I couldn’t believe my luck; I hardly concentrated as we discussed hours and salaries, and he told me a bit more about the firm. He was very forceful. It was only when I stood up to go that I realized I was about four inches taller than he was.

‘The agency was right,’ he said. ‘They insisted you were a very classy looking dame.’

I didn’t remember the agency saying any such thing when they telephoned through. They must have rung again after I’d left.

I then took a long 22 bus ride out to Putney where the Evening Standard had advertised a room to let. Everywhere I could see the ravages of the drought, great patches of black burnt grass, flowers gasping with thirst in dried-up gardens. As I got off the bus, a fire engine charged past, clanging noisily.
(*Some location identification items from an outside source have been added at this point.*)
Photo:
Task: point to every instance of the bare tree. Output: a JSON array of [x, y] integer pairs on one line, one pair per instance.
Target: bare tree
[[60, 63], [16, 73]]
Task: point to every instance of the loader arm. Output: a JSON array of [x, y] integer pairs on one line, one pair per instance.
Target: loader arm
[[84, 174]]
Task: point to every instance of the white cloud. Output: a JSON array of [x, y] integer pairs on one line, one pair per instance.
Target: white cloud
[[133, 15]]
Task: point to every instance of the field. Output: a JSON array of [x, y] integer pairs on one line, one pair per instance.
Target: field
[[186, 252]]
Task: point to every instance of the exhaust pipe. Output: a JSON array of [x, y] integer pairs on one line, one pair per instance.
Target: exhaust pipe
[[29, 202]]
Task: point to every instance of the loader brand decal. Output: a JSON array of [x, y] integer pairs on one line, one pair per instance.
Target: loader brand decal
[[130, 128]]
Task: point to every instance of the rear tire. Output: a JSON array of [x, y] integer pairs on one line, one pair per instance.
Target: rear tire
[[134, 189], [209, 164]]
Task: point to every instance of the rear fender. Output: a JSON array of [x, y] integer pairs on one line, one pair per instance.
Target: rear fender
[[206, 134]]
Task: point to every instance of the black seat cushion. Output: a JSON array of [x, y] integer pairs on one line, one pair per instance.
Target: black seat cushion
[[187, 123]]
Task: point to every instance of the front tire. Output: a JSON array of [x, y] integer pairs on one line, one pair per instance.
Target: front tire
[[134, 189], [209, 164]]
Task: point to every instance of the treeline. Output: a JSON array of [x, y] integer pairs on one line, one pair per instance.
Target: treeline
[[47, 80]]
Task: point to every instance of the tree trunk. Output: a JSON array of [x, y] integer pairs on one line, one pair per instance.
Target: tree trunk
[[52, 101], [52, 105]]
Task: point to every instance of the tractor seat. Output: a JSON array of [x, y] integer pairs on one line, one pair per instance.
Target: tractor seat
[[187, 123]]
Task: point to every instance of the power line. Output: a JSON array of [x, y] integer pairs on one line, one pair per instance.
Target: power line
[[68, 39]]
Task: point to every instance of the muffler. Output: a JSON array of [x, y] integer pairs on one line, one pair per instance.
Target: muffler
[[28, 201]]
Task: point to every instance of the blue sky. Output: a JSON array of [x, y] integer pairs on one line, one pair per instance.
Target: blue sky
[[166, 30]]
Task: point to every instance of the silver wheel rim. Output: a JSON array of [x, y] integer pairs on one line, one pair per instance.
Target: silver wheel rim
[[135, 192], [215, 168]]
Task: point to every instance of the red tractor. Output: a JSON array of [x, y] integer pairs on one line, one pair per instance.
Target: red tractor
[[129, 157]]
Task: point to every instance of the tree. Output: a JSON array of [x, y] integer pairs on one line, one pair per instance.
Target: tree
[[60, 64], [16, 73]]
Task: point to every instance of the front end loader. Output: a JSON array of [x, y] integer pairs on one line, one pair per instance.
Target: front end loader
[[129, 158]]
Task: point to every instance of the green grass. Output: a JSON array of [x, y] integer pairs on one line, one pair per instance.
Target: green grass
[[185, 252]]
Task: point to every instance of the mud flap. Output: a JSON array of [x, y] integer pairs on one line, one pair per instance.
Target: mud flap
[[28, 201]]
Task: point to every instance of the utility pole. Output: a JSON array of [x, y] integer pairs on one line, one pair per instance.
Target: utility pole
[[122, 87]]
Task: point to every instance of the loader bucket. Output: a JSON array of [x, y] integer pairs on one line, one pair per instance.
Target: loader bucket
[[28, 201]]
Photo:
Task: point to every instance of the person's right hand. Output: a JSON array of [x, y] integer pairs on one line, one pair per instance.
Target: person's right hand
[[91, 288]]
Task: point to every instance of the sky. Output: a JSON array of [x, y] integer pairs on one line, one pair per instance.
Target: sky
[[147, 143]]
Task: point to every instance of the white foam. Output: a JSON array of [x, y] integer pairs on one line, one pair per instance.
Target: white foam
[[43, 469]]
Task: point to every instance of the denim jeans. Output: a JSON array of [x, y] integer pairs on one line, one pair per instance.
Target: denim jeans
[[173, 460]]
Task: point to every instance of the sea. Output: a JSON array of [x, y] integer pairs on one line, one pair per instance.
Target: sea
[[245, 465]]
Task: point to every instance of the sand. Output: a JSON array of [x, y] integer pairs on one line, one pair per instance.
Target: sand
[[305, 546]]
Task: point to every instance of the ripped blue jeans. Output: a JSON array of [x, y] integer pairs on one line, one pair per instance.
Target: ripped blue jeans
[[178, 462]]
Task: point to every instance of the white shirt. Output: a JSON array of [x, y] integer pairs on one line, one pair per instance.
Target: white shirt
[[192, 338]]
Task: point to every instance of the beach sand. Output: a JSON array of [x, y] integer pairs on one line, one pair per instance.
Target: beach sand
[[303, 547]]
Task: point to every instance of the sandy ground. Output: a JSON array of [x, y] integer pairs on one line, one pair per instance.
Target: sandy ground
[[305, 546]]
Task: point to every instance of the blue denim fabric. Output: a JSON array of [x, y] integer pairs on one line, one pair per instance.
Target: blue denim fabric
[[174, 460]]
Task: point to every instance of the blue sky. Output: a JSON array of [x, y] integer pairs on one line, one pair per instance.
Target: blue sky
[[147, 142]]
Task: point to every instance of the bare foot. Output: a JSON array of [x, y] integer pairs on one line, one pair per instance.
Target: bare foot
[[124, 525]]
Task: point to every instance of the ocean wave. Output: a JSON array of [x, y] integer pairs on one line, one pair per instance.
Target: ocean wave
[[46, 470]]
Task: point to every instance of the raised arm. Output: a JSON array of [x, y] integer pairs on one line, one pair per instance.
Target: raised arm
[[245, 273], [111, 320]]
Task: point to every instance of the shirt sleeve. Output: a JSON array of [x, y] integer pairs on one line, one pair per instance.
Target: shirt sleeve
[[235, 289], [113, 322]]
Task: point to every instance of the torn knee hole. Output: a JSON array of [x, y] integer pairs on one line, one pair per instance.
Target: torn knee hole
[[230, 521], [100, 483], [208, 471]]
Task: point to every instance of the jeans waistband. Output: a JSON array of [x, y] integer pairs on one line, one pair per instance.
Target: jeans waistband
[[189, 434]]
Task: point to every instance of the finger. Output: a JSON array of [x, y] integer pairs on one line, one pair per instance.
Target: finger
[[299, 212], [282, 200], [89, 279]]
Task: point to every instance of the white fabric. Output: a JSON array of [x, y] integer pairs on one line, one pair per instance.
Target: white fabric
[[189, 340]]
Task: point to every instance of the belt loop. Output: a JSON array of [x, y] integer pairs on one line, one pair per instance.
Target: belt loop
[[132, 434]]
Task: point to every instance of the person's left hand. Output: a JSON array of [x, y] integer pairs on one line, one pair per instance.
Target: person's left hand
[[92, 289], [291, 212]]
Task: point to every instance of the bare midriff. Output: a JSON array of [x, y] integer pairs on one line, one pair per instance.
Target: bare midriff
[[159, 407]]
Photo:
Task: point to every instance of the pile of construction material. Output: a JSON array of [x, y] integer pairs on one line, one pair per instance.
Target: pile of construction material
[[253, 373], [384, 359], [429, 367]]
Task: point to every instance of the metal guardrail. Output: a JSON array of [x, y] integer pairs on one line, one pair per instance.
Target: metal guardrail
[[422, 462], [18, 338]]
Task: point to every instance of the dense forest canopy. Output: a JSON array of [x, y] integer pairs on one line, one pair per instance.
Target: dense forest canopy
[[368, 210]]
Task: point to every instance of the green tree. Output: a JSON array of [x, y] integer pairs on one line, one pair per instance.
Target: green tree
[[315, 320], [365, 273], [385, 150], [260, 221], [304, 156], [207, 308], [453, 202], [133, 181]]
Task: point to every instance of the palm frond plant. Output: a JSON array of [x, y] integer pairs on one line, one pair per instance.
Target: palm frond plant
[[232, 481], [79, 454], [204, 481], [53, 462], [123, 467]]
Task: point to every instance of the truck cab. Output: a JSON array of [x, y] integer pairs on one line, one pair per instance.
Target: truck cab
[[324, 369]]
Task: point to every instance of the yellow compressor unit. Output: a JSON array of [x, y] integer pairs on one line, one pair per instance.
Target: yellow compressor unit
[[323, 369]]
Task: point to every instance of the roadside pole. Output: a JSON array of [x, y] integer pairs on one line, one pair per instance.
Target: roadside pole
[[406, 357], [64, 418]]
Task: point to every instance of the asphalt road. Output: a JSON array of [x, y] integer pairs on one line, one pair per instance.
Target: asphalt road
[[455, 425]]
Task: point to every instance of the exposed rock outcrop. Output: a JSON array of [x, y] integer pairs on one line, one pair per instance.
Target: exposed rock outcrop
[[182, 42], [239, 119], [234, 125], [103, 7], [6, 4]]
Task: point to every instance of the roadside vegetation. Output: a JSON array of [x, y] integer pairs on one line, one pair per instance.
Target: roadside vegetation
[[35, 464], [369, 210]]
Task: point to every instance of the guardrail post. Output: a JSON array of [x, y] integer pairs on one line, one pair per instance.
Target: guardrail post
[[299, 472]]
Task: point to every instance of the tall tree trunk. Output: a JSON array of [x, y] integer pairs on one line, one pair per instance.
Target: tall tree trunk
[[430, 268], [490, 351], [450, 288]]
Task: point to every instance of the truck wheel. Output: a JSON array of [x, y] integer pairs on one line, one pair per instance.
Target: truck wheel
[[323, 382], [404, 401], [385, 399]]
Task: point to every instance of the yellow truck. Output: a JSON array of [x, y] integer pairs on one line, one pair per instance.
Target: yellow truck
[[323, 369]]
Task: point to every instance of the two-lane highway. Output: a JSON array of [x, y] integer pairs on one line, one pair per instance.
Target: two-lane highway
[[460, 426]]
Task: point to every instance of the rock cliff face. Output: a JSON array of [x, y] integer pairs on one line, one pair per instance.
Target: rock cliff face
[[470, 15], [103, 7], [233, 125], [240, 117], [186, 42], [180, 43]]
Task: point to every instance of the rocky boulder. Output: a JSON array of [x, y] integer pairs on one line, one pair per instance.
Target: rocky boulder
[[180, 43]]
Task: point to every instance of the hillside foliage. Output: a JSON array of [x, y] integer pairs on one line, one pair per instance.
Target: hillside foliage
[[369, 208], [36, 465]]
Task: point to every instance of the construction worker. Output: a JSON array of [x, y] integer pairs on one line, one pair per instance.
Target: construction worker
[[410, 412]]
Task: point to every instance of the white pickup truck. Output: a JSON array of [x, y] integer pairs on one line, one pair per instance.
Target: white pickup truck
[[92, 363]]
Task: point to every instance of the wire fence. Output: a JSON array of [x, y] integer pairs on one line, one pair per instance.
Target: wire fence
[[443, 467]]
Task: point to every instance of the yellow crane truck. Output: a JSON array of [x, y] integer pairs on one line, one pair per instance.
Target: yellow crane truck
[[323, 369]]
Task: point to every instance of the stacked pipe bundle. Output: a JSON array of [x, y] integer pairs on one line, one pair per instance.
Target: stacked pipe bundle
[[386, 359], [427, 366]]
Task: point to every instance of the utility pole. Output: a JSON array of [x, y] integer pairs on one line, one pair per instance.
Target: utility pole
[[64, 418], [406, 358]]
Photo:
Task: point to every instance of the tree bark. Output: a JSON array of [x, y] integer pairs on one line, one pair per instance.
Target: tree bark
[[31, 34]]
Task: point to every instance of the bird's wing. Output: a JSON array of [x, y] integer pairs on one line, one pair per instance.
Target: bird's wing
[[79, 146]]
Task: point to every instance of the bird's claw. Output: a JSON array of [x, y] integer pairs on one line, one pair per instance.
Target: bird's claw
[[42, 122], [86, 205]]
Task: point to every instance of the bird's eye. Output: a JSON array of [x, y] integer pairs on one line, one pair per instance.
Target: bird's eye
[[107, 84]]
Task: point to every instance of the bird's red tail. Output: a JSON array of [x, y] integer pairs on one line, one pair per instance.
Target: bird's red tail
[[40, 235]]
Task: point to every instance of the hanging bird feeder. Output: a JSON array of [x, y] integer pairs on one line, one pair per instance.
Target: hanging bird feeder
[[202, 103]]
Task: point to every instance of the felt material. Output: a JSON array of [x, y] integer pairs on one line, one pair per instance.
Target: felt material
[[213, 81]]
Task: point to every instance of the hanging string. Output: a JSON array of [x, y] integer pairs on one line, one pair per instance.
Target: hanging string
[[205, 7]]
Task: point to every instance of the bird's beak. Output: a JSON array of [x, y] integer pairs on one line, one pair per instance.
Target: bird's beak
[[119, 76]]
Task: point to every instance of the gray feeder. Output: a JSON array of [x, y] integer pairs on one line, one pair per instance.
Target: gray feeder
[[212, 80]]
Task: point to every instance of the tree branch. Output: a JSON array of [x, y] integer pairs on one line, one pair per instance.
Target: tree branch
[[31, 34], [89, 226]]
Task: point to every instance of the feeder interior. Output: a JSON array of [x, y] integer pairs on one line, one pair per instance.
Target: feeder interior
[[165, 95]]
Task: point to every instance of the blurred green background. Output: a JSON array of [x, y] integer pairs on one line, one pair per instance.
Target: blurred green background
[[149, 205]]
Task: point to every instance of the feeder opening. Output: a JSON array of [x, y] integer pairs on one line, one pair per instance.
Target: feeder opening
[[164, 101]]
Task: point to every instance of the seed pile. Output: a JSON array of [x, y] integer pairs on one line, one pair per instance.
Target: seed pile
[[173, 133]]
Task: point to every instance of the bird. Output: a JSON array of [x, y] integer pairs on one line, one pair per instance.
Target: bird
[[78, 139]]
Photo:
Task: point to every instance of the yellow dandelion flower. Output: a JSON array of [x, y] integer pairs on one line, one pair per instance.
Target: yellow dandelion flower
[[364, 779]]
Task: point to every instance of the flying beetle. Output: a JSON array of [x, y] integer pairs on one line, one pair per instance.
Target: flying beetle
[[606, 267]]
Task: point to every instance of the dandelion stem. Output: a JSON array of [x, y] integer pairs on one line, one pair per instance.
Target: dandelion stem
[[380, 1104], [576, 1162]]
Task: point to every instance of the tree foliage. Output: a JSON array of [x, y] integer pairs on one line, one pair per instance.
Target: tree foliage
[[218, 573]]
Although it was only the end of July, a bonfire smell of autumn filled my nostrils.

The house was large and Victorian on the edge of the common, the front rooms darkened by a huge chestnut tree. A stocky woman answered the door. She had a tough face like dried out roast beef, and muddy, mottled knees. She was wearing a flowered sleeveless dress that rucked over her large hips. Rose petals in her iron grey hair gave her an incongruously festive look. At present she was more interested in stopping several dogs escaping than letting me in.

‘I’ve come about the room,’ I said.

‘Oh,’ she said, looking slightly more amiable. ‘I’m Mrs Lonsdale-Taylor. Come in, sorry to look such a mess, I’ve been gardening. Come here Monkey,’ she bellowed to a small brown mongrel who was trying to lick my hand.

‘Mind the loose rod,’ she said as we climbed the stairs. In front of me her sturdy red legs went into her shoes without the intervention of ankles. Her voice was incredibly put on. I was sure she’d double-barrelled the Lonsdale and Taylor herself.

The room was at the top of the house; the sofa clashed with the wallpaper, the brass bed creaked when I sat on it, rush matting hardly covered the black scratched floorboards. On the wall were framed photographs cut out from magazines and stuck on cardboard. The curtains hung a foot above the floor like midi skirts. It would be a cold and cheerless room in winter.

I looked outside. In spite of the drought Mrs Lonsdale-Taylor had been taking great care of her garden. The mingled scent of stocks, clove carnations and a honeysuckle, which hung in great honey-coloured ramparts round the window, drifted towards me. A white cat emerged from a forest of dark blue delphiniums and, avoiding the sprinkler that was shooting its rainbow jets over the green lawn, walked towards the house at a leisurely pace. It was incredibly quiet.

‘It’s beautiful here,’ I said. ‘You’re lucky to be so countrified living so near London.’

I bent to stroke the little brown mongrel who’d followed us upstairs. He wagged his tail and put both his paws up on my waist.

‘Get down, Monkey,’ said Mrs Lonsdale-Taylor, aiming a kick at him. ‘He was my late husband’s dog, I’ve never really taken to him. My husband passed on last year, or I wouldn’t be taking people in.’